Es por todos conocida -y comprensiblemente encomiada- la abundancia de la oferta cultural de Tucumán, en materia de cursos, de conferencias, de paneles, de presentaciones de libros, de inauguraciones de muestras plásticas y demás. Se trata de actos que cuentan siempre con numerosa concurrencia. Esto revela el interés que tal tipo de actos despierta en cada vez más amplios sectores de la población.
Pero sucede, con frecuencia, que las programaciones se superponen. Esto es, que un acto se lleva a cabo en el mismo día y horario que otro. Como es evidente, tal circunstancia obliga a los interesados a elegir, privándose así de concurrir a ambas expresiones, como hubiera querido hacerlo. En no pocas ocasiones hemos sugerido la conveniencia de organizar una coordinación de estas manifestaciones de la cultura: algo de tipo general, o sea que las incluya a todas, sea su origen oficial o privado. Hablamos de que los respectivos organizadores se pusieran de acuerdo para una fijación de fechas y horarios que no signifiquen superposiciones, de manera que los interesados puedan concurrir a todos los actos. Sin duda que habrá excepciones, cuando se trate de programaciones armadas con mucha anticipación y con participantes de otros puntos del país, por ejemplo, a quienes ya se les han fijado días y horas que no pueden alterarse.

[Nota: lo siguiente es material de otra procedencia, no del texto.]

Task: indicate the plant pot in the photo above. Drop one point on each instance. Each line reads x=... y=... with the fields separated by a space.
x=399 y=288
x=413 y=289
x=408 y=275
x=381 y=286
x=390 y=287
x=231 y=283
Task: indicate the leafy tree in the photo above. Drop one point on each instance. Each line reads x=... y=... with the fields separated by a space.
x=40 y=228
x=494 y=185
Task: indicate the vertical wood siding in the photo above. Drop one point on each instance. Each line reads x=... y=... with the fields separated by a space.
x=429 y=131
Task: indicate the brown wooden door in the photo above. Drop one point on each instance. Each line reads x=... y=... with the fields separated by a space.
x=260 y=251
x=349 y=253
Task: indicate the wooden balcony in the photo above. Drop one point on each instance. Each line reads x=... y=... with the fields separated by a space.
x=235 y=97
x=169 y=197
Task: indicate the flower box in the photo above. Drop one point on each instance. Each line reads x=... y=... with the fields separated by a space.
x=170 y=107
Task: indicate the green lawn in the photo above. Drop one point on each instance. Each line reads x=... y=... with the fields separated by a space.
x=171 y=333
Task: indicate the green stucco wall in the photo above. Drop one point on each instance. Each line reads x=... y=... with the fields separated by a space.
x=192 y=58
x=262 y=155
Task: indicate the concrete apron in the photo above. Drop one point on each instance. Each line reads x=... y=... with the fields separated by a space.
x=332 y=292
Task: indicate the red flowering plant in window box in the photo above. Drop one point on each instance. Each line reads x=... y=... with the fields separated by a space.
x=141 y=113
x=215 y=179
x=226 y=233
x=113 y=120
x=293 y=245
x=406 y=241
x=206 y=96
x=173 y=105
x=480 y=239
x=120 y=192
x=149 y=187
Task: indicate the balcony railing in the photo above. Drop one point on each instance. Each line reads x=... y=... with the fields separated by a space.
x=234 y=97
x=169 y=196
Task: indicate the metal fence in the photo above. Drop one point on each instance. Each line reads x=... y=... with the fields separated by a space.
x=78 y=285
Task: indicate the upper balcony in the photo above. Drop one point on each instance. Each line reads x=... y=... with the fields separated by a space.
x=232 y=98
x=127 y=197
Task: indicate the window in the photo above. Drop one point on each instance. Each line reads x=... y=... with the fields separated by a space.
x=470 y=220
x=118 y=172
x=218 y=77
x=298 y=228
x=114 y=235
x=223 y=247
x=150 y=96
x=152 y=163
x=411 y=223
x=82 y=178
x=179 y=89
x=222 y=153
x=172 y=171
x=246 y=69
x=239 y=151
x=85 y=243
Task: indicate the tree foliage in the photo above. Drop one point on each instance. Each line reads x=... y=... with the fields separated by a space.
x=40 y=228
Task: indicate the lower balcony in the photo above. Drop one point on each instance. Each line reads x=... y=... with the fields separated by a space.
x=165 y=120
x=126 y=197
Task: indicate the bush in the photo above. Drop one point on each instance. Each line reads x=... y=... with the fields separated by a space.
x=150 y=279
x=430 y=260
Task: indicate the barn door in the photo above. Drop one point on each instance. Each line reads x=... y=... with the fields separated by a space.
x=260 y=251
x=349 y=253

Pero, en la gran mayoría de otros casos, es perfectamente posible que funcione positivamente una coordinación. Pensamos que el Ente de Cultura de la Provincia podría encargarse de la tarea respectiva. Se trataría de confeccionar un calendario completo de los actos, donde consten las fechas y los horarios. Si es cierto que, en muchos casos, se encontrarán superposiciones, también es verdad que en muchos otros será posible solucionarlas, todo esto si se obra con antelación y con diligente buena voluntad.
El calendario que finalmente se establezca tendría que ser difundido masivamente por los medios, como así también las alteraciones que puedan operarse en el mismo. Nos parece que de esa manera se arrimaría un positivo avance dirigido a que todo ese tipo de actividades pueda ser disfrutado por la generalidad del público, sin complicaciones. Y la ordenación en un calendario serviría, también, para darles la debida difusión.

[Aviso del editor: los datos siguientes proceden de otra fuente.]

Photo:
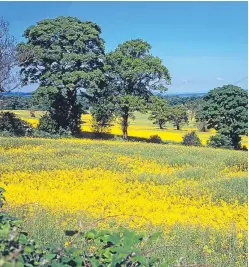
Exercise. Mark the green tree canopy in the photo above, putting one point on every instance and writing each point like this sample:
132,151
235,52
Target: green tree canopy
226,110
133,74
160,111
68,59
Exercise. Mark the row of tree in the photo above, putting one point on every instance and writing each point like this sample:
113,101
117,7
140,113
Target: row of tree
66,57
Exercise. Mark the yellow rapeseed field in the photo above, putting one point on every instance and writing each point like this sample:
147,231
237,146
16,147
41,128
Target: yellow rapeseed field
196,196
141,127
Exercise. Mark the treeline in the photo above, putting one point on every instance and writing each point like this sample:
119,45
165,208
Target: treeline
67,58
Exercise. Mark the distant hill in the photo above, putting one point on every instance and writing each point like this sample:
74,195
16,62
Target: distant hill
16,94
165,94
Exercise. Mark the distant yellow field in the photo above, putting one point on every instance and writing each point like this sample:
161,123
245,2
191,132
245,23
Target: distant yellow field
140,127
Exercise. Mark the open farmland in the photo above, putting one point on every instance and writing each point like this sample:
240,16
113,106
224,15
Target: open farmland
141,127
196,196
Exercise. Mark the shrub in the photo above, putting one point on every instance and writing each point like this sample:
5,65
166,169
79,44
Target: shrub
100,127
155,139
14,126
191,139
102,248
47,124
220,140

Esto tiene que ver también con otra necesidad, que es la de organizar los actos culturales con la anticipación debida. Es bastante curioso advertir la enorme cantidad de los que se implementan a última hora, o la desigual recarga de los mismos en ciertas épocas del año. Nos parece que, teniendo la vista las propuestas respectivas para el calendario general, se podía ver la manera de que las actividades se repartan en todos los meses del año, por cierto que teniendo en cuenta, también, las realidades de nuestro clima.
En suma, siendo entendido que todos los habitantes tienen derecho a disfrutar, con la máxima amplitud posible, de las expresiones culturales, organizar un calendario coordinador de las mismas vendría a facilitar enormemente la concurrencia a todas. Lo que proponemos no es demasiado difícil de concretar y bastaría, como decimos, que la confección del calendario se organice efectivamente, y que ninguna institución mezquine su participación en el respectivo armado.
Bien merecen, nuestras actividades del espíritu ser facilitadas y afianzadas por un marco de coordinación como el que sugerimos. Justamente a esta altura del año, en que esas expresiones están comenzando a manifestarse, parece ser la hora de actuar en la dirección indicada.